Andy Alt, assistant vice provost of academic affairs, will be visiting the Undergraduate Student Government on Oct. 30 to gather input that will influence the first draft of the proposal to change the current grading scale to include pluses and minuses.

“I think that would be great,” Chandraja Basati, a master’s student in the computer science program, said when made familiar with the proposed new scale.  

The discussion for the change began about six months ago.

“This summer as part of our strategic plan…was the creation of an ad-hoc working group…that would be chaired by Andy Alt out of the academic affairs side and Chris Cox from the registrar’s office,” John Fischer, vice provost for academic affairs, said about the process to change the scale.

This ad-hoc committee includes faculty representation from each college.

“The charge of that group is to go back to the individuals they interact with and get feedback from departments and students,” Alt said. “All of which has been pretty positive.”

So far, Alt has visited with two executive board members of USG, the president of GSS, leaders in residence life, such as SMART mentors and RAs and others.

The committee is using schools in the MAC and other public four year schools in Ohio as benchmarks.

“There are only two examples of fourteen that don’t have plus and minus grading,” Alt said.

Along with the University, only Shawnee State and Central State University don’t use pluses and minuses out of the 14 schools the committee is looking at, from the MAC and in Ohio.

“We’re one of three schools in Ohio now…what does it matter?” Nevada Todt, a junior accounting student, said. “The justification has no legitimacy behind it…it’s group-think written all over it.”

He thinks there’s no need for a different system and that one with pluses and minuses would be unfair.

“Someone struggling shouldn’t get docked for getting a 71, they’re already struggling enough,” Todt said.

“When you have someone getting an 89, it is qualitatively different from the person who has an 80,” Fischer said. “And they’re getting the same quality points in our GPA system,” that’s why a lot of faculty are saying it’ll be really great.

 One of the members on the committee is Jodi Devine, the associate dean of the Honors College.  

“I presented the idea to our Honors Student Advisory Board.  This is a representative group of Honors students from each entering class.
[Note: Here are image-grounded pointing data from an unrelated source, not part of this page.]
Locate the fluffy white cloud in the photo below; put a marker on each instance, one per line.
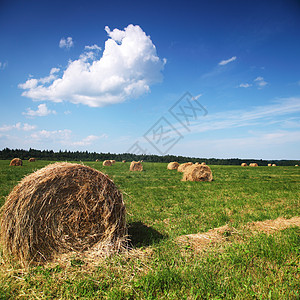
(66, 43)
(260, 81)
(42, 111)
(18, 126)
(227, 61)
(128, 66)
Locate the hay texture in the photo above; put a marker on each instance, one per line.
(16, 162)
(253, 165)
(107, 163)
(173, 165)
(197, 173)
(136, 166)
(60, 208)
(182, 167)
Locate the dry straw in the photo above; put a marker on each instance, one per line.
(136, 166)
(107, 163)
(60, 208)
(182, 167)
(173, 165)
(16, 162)
(197, 173)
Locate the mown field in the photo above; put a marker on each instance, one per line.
(160, 208)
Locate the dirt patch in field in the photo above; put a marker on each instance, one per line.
(220, 235)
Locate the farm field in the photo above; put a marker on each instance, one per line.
(161, 208)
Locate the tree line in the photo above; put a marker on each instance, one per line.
(8, 154)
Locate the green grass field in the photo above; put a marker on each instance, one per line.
(160, 207)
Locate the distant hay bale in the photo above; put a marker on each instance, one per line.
(197, 173)
(182, 167)
(107, 163)
(16, 162)
(60, 208)
(136, 166)
(173, 165)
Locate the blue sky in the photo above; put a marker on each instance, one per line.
(103, 76)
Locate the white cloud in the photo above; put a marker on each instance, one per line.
(66, 43)
(42, 111)
(260, 81)
(227, 61)
(18, 126)
(245, 85)
(127, 68)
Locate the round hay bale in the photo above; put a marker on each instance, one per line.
(136, 166)
(16, 162)
(107, 163)
(173, 165)
(182, 167)
(60, 208)
(197, 173)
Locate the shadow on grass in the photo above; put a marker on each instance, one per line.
(142, 235)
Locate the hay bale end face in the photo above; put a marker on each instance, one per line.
(136, 166)
(173, 165)
(197, 173)
(60, 208)
(107, 163)
(16, 162)
(182, 167)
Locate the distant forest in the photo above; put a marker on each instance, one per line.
(92, 156)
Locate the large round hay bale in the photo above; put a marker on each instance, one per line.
(60, 208)
(197, 173)
(107, 163)
(253, 165)
(173, 165)
(16, 162)
(136, 166)
(182, 167)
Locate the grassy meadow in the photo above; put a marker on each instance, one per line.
(160, 208)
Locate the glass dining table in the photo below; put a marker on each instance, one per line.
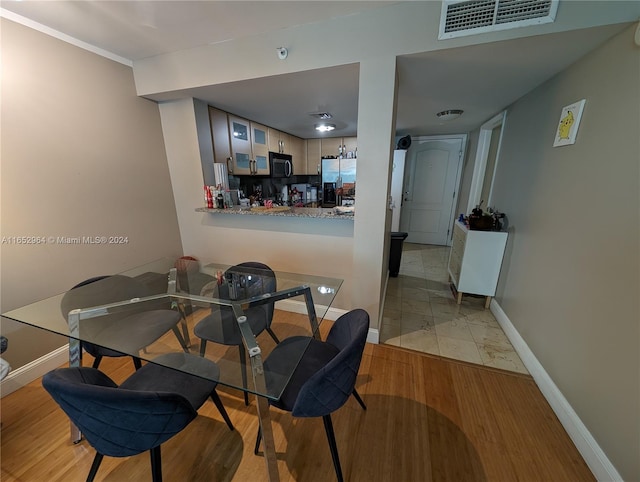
(200, 292)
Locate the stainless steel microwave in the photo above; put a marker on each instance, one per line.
(281, 164)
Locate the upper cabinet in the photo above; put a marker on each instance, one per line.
(249, 148)
(298, 151)
(313, 156)
(220, 137)
(336, 146)
(279, 141)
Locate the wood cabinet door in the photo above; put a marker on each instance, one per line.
(330, 146)
(220, 137)
(260, 149)
(299, 155)
(274, 140)
(313, 156)
(349, 145)
(240, 135)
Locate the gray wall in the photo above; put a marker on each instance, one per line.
(569, 282)
(81, 155)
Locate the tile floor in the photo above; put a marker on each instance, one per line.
(420, 313)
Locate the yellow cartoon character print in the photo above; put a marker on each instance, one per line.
(565, 125)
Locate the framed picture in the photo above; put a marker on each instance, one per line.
(569, 123)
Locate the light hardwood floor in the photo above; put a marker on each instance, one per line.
(428, 419)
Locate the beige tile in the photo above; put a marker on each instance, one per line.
(499, 357)
(483, 317)
(391, 317)
(416, 306)
(392, 302)
(415, 321)
(486, 335)
(459, 349)
(415, 294)
(420, 340)
(390, 334)
(456, 328)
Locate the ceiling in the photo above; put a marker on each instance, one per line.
(480, 79)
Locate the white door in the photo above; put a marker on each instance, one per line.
(432, 176)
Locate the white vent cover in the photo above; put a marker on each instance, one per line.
(468, 17)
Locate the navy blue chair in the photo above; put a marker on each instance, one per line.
(147, 409)
(132, 330)
(242, 281)
(325, 377)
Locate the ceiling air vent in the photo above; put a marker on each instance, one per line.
(460, 17)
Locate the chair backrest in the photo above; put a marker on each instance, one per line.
(117, 422)
(101, 290)
(330, 387)
(246, 280)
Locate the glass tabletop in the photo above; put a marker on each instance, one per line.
(232, 316)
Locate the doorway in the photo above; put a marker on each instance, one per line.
(431, 182)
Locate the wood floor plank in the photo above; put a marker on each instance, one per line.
(427, 419)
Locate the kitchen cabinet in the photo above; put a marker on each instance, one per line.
(298, 151)
(313, 156)
(249, 148)
(279, 141)
(475, 260)
(220, 136)
(330, 146)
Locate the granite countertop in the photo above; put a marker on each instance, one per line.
(283, 211)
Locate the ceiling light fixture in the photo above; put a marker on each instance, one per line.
(325, 127)
(449, 115)
(321, 115)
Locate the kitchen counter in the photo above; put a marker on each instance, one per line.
(280, 211)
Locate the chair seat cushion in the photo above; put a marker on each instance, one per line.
(157, 377)
(131, 333)
(279, 363)
(221, 325)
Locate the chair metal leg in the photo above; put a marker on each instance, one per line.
(203, 347)
(243, 367)
(216, 399)
(273, 335)
(180, 339)
(258, 440)
(156, 464)
(95, 466)
(357, 396)
(328, 426)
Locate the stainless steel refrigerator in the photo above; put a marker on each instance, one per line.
(338, 181)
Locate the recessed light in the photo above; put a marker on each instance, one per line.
(451, 114)
(325, 127)
(321, 115)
They discussed the pros and cons of the proposal, offered additional suggestions, then shared the proposal with their friends and classmates to get broader feedback,” Devine wrote in an email.

Devine said honors students generally like the idea of a plus and minus system.
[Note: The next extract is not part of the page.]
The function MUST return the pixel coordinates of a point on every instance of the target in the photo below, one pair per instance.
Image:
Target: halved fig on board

“Their strongest suggestion was that if we move to this model, that all faculty must be more explicit in outlining expectations for grading,” Devine wrote.  

Sophomores Cody Miller and Melissa Green are both education majors with differing opinions on the topic.

“I feel like our grading system now…it’s just not fair,” Green said. “If I get a good grade in something I only go up by what, like .5 percent versus if I miss one assignment and then I’m a whole letter grade back.”

Miller, on the other hand, likes the scale as it stands currently.

“I kind of like the fact that there’s no plus or minus because … you have that comfort zone, so anywhere in the 80s you have a B and don’t have to worry about getting a B minus,” Miller said.

As of now, it is not clear whether a proposal will include an option for an A+.

“Michigan and Miami both have an A+ and the A+ doesn’t carry any point signifier, it’s simply there for the faculty member instructor to be able to say to the student ‘I really noticed that you were outstanding,’” Fischer said.

These details, which also include whether there should be any plus or minus below a C, are not of major concern right now.

“Once that proposal happens, it starts it way up through the governance structure” to GSS, USG, the committee on academic affairs, Faculty Senate and ultimately gets approval for fall of 2018 at the soonest, Fischer said.

Alt and Fischer are aiming for a draft to be circulated around Veterans Day, which will incorporate feedback generated from the Oct. 30 USG meeting.

“It (the draft) will be everywhere,” Fischer said. “It will go out to stack holder groups, it will go out to various student organizations, it’ll go out to Graduate Student Senate…it will be everywhere.”

Students are encouraged to offer input during the Oct. 30 USG meeting at 7:30 p.m. in BTSU 308.